Plenty of reasons are posited for why a spot fund could turn out to attract more attention than the futures funds ever did. It would allow financial advisers easier access; it could potentially be cheaper than the futures ETFs; and it wouldn’t have costs associated with it — or limitations on contracts — that are embedded in the futures product.

“In all my years of covering ETFs, I have never seen a prospective product with more hype. There’s a reason for that, and it’s my belief the pre-launch hype will be met with record demand,” said Nate Geraci, president of The ETF Store, an advisory firm. “While futures-based Bitcoin ETFs have done an admirable job of tracking the spot price of Bitcoin, they haven’t been perfect,” he added. BITO, for instance, is down 62% since its inception, versus Bitcoin’s 53% drop.

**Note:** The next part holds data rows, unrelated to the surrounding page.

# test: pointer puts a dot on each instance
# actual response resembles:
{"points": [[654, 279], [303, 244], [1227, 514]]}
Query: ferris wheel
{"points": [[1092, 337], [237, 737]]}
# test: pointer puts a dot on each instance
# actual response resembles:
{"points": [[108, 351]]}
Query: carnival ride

“Investors want the real deal. They don’t want to hassle with potentially significant tracking error,” Geraci said.

Read more:

Why Crypto Is Counting on Spot Bitcoin ETFs: QuickTake

Amid Crypto Crackdown, a Race to Launch New Bitcoin ETFs

Still, the blowback from 2022’s crypto market drop and series of collapses across the industry — some of which are still unfolding — has cooled a chunk of its investor base to the space. Collectively, retail investors have lost billions to scams and frauds, trading volumes have plummeted and liquidity in the market has dried up.

In other words, the number of people who potentially might be interested in investing in Bitcoin has significantly dwindled since the highs.

“I’m not sure if there is a ton of hype around Bitcoin where an everyday investor who maybe isn’t as engaged in the market is wanting to buy Bitcoin at the moment,” Alex Coffey, TD Ameritrade senior trading strategist, said. “Several years ago, it was surging, it was the talk of the town, so there was a lot more interest.”